The Company intends to use the proceeds from the offering for working capital and general corporate purposes.

ThinkEquity is acting as the exclusive placement agent for the Offering.

The securities offered and sold by the Company in the private placement have not been registered under the Securities Act of 1933, as amended (the "Securities Act"), or state securities laws and may not be offered or sold in the United States absent registration with the Securities and Exchange Commission (the "SEC") or an applicable exemption from such registration requirements. The Company has agreed to file a registration statement with the SEC covering the resale of the shares of Class A common stock and shares underlying the Pre-funded Warrants and Common Warrants to be issued in the private placement.

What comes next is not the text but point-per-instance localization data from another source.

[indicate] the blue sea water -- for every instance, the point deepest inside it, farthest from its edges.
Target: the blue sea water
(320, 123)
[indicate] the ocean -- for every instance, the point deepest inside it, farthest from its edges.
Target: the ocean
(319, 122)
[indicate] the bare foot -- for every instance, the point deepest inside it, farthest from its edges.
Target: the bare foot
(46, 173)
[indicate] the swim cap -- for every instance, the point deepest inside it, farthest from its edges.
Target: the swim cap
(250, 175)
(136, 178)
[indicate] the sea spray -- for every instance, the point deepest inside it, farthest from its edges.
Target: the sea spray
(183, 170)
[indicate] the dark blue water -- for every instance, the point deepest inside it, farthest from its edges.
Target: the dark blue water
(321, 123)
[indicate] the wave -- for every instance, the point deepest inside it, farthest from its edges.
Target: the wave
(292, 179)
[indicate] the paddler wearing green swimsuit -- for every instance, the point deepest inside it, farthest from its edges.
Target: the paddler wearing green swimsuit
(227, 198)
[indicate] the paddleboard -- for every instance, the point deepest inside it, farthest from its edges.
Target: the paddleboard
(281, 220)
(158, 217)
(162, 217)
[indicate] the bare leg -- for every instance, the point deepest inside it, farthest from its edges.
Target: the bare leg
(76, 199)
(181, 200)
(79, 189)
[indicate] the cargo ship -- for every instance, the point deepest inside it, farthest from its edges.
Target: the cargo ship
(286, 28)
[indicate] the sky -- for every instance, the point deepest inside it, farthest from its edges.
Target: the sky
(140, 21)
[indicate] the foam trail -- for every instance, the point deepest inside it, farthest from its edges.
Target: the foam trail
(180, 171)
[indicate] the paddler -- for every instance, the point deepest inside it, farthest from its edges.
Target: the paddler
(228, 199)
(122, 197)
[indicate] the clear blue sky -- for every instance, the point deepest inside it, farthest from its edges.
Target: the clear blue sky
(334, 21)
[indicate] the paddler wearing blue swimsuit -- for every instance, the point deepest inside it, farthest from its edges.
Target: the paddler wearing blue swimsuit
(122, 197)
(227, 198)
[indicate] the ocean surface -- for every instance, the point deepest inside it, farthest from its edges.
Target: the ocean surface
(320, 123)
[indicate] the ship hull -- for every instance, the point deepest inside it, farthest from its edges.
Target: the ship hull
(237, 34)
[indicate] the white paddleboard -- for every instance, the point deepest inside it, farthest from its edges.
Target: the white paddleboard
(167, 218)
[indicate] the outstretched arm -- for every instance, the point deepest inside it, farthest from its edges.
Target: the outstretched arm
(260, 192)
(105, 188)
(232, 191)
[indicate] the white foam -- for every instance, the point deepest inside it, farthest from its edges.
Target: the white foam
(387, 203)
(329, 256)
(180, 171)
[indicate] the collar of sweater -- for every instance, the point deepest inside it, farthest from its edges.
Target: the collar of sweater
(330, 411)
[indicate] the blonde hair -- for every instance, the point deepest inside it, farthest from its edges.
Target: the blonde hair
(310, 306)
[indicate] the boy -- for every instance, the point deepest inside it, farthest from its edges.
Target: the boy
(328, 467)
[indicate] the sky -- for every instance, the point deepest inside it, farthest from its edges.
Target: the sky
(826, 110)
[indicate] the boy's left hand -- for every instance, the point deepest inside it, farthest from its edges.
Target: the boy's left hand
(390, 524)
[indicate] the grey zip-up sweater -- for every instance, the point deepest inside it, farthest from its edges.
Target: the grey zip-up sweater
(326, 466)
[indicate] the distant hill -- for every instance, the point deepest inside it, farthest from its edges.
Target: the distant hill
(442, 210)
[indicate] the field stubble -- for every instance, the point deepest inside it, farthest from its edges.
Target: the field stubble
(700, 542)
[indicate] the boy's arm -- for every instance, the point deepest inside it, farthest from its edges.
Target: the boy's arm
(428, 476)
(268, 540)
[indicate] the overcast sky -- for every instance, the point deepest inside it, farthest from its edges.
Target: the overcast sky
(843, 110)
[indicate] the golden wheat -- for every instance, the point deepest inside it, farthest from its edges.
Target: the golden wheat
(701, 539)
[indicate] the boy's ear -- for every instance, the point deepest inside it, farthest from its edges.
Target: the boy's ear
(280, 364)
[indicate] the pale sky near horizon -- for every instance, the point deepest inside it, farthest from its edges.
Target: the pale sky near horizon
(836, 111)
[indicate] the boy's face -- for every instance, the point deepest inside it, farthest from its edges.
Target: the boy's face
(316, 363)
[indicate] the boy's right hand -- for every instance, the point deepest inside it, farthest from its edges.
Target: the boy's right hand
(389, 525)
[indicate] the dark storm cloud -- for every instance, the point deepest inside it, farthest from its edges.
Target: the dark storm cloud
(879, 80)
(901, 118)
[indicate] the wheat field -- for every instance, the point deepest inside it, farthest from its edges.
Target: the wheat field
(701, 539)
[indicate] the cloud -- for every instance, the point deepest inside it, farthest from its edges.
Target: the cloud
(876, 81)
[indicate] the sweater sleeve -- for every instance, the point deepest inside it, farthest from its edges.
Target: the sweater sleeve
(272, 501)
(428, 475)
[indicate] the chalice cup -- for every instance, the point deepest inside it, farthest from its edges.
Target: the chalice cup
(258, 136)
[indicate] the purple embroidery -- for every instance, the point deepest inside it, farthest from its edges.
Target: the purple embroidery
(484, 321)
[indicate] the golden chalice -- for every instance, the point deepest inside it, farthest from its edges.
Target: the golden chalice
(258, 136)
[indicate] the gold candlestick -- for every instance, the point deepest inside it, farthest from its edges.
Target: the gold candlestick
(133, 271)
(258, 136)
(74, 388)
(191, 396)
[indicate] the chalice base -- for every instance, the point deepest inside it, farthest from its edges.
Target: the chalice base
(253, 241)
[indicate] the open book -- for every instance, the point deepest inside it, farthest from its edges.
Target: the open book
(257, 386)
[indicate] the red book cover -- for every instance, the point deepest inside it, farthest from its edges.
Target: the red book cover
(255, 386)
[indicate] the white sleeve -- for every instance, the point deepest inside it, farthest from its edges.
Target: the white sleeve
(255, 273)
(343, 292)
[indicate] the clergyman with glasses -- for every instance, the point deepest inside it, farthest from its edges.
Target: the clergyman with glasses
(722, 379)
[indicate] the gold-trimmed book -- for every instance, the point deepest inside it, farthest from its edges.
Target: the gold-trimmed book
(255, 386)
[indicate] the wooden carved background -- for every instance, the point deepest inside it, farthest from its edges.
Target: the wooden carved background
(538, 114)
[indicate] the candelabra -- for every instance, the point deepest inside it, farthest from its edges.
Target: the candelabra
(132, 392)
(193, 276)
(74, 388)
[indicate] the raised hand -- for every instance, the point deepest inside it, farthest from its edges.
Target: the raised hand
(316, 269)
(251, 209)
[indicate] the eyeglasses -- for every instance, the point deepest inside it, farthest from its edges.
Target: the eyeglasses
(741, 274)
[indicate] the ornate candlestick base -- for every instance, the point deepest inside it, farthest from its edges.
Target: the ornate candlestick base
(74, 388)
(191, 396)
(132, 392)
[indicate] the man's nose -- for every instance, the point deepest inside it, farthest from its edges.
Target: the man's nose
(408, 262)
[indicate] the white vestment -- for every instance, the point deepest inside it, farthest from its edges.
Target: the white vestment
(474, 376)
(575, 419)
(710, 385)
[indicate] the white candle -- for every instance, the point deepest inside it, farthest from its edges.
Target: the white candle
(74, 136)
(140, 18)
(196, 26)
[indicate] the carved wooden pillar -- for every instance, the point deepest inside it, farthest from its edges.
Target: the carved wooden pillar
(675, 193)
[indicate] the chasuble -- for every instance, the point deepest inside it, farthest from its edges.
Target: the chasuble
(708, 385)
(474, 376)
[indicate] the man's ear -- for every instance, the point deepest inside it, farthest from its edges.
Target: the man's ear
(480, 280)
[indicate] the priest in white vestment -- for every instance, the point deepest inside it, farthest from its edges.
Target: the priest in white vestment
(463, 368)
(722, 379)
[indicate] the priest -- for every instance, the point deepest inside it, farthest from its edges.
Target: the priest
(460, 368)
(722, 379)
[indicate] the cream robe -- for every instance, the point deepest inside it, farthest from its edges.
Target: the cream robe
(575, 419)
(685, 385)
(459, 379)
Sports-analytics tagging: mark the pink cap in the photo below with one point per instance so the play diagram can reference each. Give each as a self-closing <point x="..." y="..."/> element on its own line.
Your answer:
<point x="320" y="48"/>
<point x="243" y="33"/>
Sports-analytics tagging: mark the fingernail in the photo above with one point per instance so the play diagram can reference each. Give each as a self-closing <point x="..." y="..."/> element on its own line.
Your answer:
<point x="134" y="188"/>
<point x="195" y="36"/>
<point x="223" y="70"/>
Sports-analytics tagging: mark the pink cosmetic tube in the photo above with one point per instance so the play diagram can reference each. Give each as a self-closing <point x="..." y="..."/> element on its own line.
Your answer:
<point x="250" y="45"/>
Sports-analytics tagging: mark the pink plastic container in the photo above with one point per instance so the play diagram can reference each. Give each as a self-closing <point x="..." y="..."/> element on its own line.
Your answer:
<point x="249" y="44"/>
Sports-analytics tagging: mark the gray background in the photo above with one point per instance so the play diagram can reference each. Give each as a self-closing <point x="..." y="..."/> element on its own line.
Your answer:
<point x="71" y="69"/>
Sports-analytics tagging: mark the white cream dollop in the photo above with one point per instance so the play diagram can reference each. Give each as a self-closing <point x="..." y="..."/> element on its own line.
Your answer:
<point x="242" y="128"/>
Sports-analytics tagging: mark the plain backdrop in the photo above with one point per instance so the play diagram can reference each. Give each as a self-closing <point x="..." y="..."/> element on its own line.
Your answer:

Any resale of the Company’s shares under such resale registration statement will be made only by means of a prospectus.

This press release shall not constitute an offer to sell or the solicitation of an offer to buy, nor shall there be any sale of these securities in any state or jurisdiction in which such offer, solicitation, or sale would be unlawful prior to registration or qualification under the securities laws of any such state or jurisdiction. The securities will not be registered under the Securities Act or any state securities laws when issued at the closing of the private placement, and unless so registered, may not be offered or sold in the United States except pursuant to an exemption from the registration requirements of the Securities Act and applicable state laws.

About Sidus Space, Inc.

Sidus Space (NASDAQ: SIDU) is a space mission enabler providing flexible, cost-effective solutions including custom satellite design, payload hosting, mission management, space manufacturing and AI enhanced space-based sensor data-as-a-service. With its mission of Space Access Reimagined™, Sidus Space is committed to rapid innovation, adaptable and cost-effective solutions, and the optimization of space system and data collection performance. With demonstrated space heritage including manufacturing and operating its own satellite and sensor system, LizzieSat™, Sidus Space serves government, defense, intelligence and commercial companies around the globe. Strategically headquartered on Florida’s Space Coast, Sidus Space operates a 35,000-square-foot space manufacturing, assembly, integration and testing facility and provides easy access to nearby launch facilities.

Forward-Looking Statements

Statements in this press release about future expectations, plans and prospects, as well as any other statements regarding matters that are not historical facts, may constitute ‘forward-looking statements’ within the meaning of The Private Securities Litigation Reform Act of 1995. These statements include, but are not limited to, statements relating to the expected trading commencement and closing dates. The words ‘anticipate,’ ‘believe,’ ‘continue,’ ‘could,’ ‘estimate,’ ‘expect,’ ‘intend,’ ‘may,’ ‘plan,’ ‘potential,’ ‘predict,’ ‘project,’ ‘should,’ ‘target,’ ‘will,’ ‘would’ and similar expressions are intended to identify forward-looking statements, although not all forward-looking statements contain these identifying words. Actual results may differ materially from those indicated by such forward-looking statements as a result of various important factors, including: the uncertainties related to market conditions and other factors described more fully in the section entitled ‘Risk Factors’ in Sidus Space’s prospectus and Annual Report on Form 10-K for the year ended December 31, 2023, and other periodic reports filed with the Securities and Exchange Commission. Any forward-looking statements contained in this press release speak only as of the date hereof, and Sidus Space, Inc. specifically disclaims any obligation to update any forward-looking statement, whether as a result of new information, future events or otherwise.